Mast cells and neuropeptide-containing nerves occur in close proximity throughout the mucosa. The vasodilation that characteristically occurs after mast cell mediator release in skin is dependent upon sensory nerve activation with neuropeptide release. It was therefore of interest to examine the relationship between antigen-induced mast cell activation, vascular permeability, and the influence of capsaicin-sensitive sensory nerves in the airways. To examine this question, capsaicin was administered systemically and the 'desensitization' of the animals to topical capsaicin confirmed. Thereafter, capsaicin-desensitized animals were studied to see if mast cell mediator-induced vascular permeability was affected. Plasma protein extravasation (PPE) was induced in Sprague-Dawley rats by intratracheal infusion of capsaicin or by intratracheal infusion of mouse serum albumin-dinitrophenol (MSA-DNP) after passive sensitization with IgE-anti-DNP. Leaking vessels in the airways were localized by using Monastral blue B, a macromolecular tracer. In the trachea, leaking vessels were predominantly located in the anterior wall after capsaicin challenge and in the posterior wall with antigen challenge. PPE was quantified by preinjecting animals with 125I-labeled BSA and expressed as μl of plasma deposited in the trachea, bronchi, lungs, and tracheobronchial lavage (TBL). Within one minute after challenge, concentrations of capsaicin greater than 10-7 M significantly increased PPE in trachea and bronchial wall (+160% and +175% above control, respectively, with 10-5 M).

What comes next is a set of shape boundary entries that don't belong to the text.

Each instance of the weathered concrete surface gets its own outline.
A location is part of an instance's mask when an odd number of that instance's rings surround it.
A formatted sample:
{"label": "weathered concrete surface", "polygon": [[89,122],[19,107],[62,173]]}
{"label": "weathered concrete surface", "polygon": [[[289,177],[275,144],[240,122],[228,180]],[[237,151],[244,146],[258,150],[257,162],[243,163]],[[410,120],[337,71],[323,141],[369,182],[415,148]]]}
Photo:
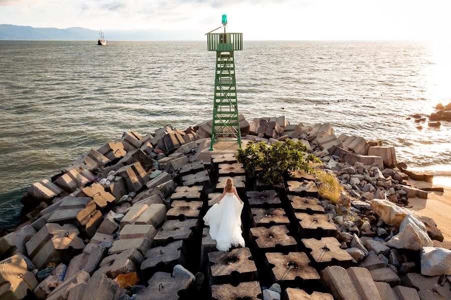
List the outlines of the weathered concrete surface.
{"label": "weathered concrete surface", "polygon": [[175,200],[199,201],[201,200],[201,192],[203,190],[202,186],[177,186],[174,194],[171,195],[171,202]]}
{"label": "weathered concrete surface", "polygon": [[177,264],[184,265],[182,240],[170,243],[164,247],[149,249],[146,252],[146,259],[141,265],[141,272],[145,280],[148,280],[157,272],[172,272]]}
{"label": "weathered concrete surface", "polygon": [[84,270],[80,270],[71,276],[65,278],[64,282],[59,284],[49,295],[48,300],[62,300],[67,297],[69,291],[75,286],[81,284],[86,284],[91,278],[89,274]]}
{"label": "weathered concrete surface", "polygon": [[119,239],[108,250],[110,254],[120,253],[130,248],[145,253],[153,242],[156,230],[152,225],[127,224],[121,230]]}
{"label": "weathered concrete surface", "polygon": [[252,191],[246,192],[250,208],[270,208],[282,207],[280,199],[274,190],[263,192]]}
{"label": "weathered concrete surface", "polygon": [[325,214],[324,208],[320,204],[319,200],[316,198],[288,195],[288,207],[292,216],[295,212],[304,212],[310,214]]}
{"label": "weathered concrete surface", "polygon": [[154,238],[155,246],[165,246],[170,242],[183,240],[189,244],[197,230],[198,220],[187,219],[184,221],[168,220],[162,226]]}
{"label": "weathered concrete surface", "polygon": [[217,251],[208,254],[209,286],[231,282],[257,280],[257,267],[248,248],[234,249],[230,252]]}
{"label": "weathered concrete surface", "polygon": [[319,292],[309,294],[302,290],[289,288],[284,292],[283,300],[334,300],[332,295]]}
{"label": "weathered concrete surface", "polygon": [[393,146],[374,146],[368,148],[368,155],[380,156],[384,166],[393,168],[397,163],[394,150]]}
{"label": "weathered concrete surface", "polygon": [[381,268],[370,270],[371,278],[375,282],[385,282],[393,288],[399,284],[399,278],[388,268]]}
{"label": "weathered concrete surface", "polygon": [[41,268],[50,262],[59,263],[64,256],[84,248],[85,244],[78,236],[79,233],[72,224],[62,226],[47,223],[25,246],[33,264]]}
{"label": "weathered concrete surface", "polygon": [[90,197],[67,196],[63,198],[58,209],[47,222],[61,225],[74,224],[92,237],[103,220],[102,214],[96,208],[96,203]]}
{"label": "weathered concrete surface", "polygon": [[245,170],[243,164],[236,162],[235,164],[219,164],[218,165],[218,176],[239,176],[244,175]]}
{"label": "weathered concrete surface", "polygon": [[91,186],[87,186],[82,190],[87,196],[91,197],[100,209],[114,202],[115,200],[114,196],[106,192],[103,186],[97,183],[93,184]]}
{"label": "weathered concrete surface", "polygon": [[200,209],[203,203],[201,201],[182,201],[175,200],[171,204],[171,209],[167,211],[166,218],[168,220],[179,220],[199,218]]}
{"label": "weathered concrete surface", "polygon": [[129,192],[138,192],[150,180],[149,174],[139,162],[123,166],[117,170],[116,174],[124,178]]}
{"label": "weathered concrete surface", "polygon": [[139,251],[130,248],[104,258],[95,273],[106,274],[109,278],[116,278],[119,274],[139,272],[139,266],[144,260],[144,258]]}
{"label": "weathered concrete surface", "polygon": [[265,256],[266,266],[270,270],[272,282],[283,288],[319,284],[320,276],[304,252],[290,252],[287,255],[270,252]]}
{"label": "weathered concrete surface", "polygon": [[135,224],[148,224],[156,228],[164,222],[167,212],[164,204],[151,204],[135,221]]}
{"label": "weathered concrete surface", "polygon": [[329,222],[329,216],[327,214],[295,212],[295,218],[297,222],[299,240],[337,236],[337,228]]}
{"label": "weathered concrete surface", "polygon": [[321,272],[321,280],[335,300],[382,300],[365,268],[328,266]]}
{"label": "weathered concrete surface", "polygon": [[313,182],[290,180],[287,184],[288,185],[288,194],[301,197],[318,197],[318,188]]}
{"label": "weathered concrete surface", "polygon": [[416,290],[421,300],[451,299],[451,284],[445,280],[441,286],[438,284],[439,278],[439,276],[428,277],[421,274],[408,273],[402,278],[401,284]]}
{"label": "weathered concrete surface", "polygon": [[216,240],[210,236],[210,228],[205,227],[202,232],[202,243],[200,245],[200,265],[202,269],[208,260],[208,254],[216,251]]}
{"label": "weathered concrete surface", "polygon": [[179,171],[179,174],[183,176],[188,174],[195,174],[204,170],[205,165],[203,162],[194,162],[182,166]]}
{"label": "weathered concrete surface", "polygon": [[352,258],[343,249],[341,244],[335,238],[303,238],[301,240],[313,260],[312,262],[318,270],[323,270],[330,266],[339,266],[343,268],[350,266]]}
{"label": "weathered concrete surface", "polygon": [[128,224],[133,224],[149,208],[145,203],[137,203],[130,208],[125,216],[121,220],[121,228]]}
{"label": "weathered concrete surface", "polygon": [[148,283],[149,286],[138,292],[134,300],[187,299],[187,292],[192,278],[184,273],[172,277],[170,273],[157,272]]}
{"label": "weathered concrete surface", "polygon": [[26,225],[17,232],[0,238],[0,257],[12,256],[17,252],[27,254],[25,243],[36,234],[31,225]]}
{"label": "weathered concrete surface", "polygon": [[262,299],[262,290],[259,282],[241,282],[237,286],[230,284],[211,286],[212,300],[258,300]]}
{"label": "weathered concrete surface", "polygon": [[285,214],[285,211],[281,208],[261,208],[251,209],[252,217],[252,227],[270,228],[274,225],[285,225],[290,226],[290,220]]}
{"label": "weathered concrete surface", "polygon": [[33,184],[28,188],[28,192],[34,198],[44,201],[48,201],[63,192],[62,188],[47,179]]}
{"label": "weathered concrete surface", "polygon": [[0,262],[0,298],[22,299],[27,290],[33,290],[38,281],[27,270],[27,262],[20,255],[14,255]]}
{"label": "weathered concrete surface", "polygon": [[294,252],[298,250],[296,240],[288,235],[289,232],[285,225],[272,226],[270,228],[251,228],[249,235],[254,253],[263,254],[267,252]]}
{"label": "weathered concrete surface", "polygon": [[206,170],[197,172],[195,174],[188,174],[182,177],[183,186],[202,186],[206,188],[211,186],[210,177]]}

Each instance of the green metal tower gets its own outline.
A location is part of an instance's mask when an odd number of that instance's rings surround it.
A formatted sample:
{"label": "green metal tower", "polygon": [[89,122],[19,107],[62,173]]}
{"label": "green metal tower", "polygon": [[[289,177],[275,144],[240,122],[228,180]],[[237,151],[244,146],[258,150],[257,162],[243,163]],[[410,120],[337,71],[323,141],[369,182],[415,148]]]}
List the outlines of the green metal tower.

PPE was also observed in the trachea and bronchi after antigen challenge in animals passively sensitized with IgE-anti-DNP (+200% and +153%, respectively). With both stimuli, concomitant exudation of plasma proteins into the airway lumen was observed as reflected by an increase in 125I-labeled BSA, in total protein, in endogenous albumin, and in the albumin/total protein ratio in the TBL. Systemic capsaicin pretreatment dramatically reduced the capacity of topically applied capsaicin to cause PPE in the airways (-90% in the trachea). In contrast, PPE induced in the airway or skin by antigen challenge was not affected by capsaicin desensitization. These results indicate that while both sensory nerve stimulation and mast cell activation can induce PPE, the vascular protein leakage induced by antigen challenge is independent of sensory nerve participation.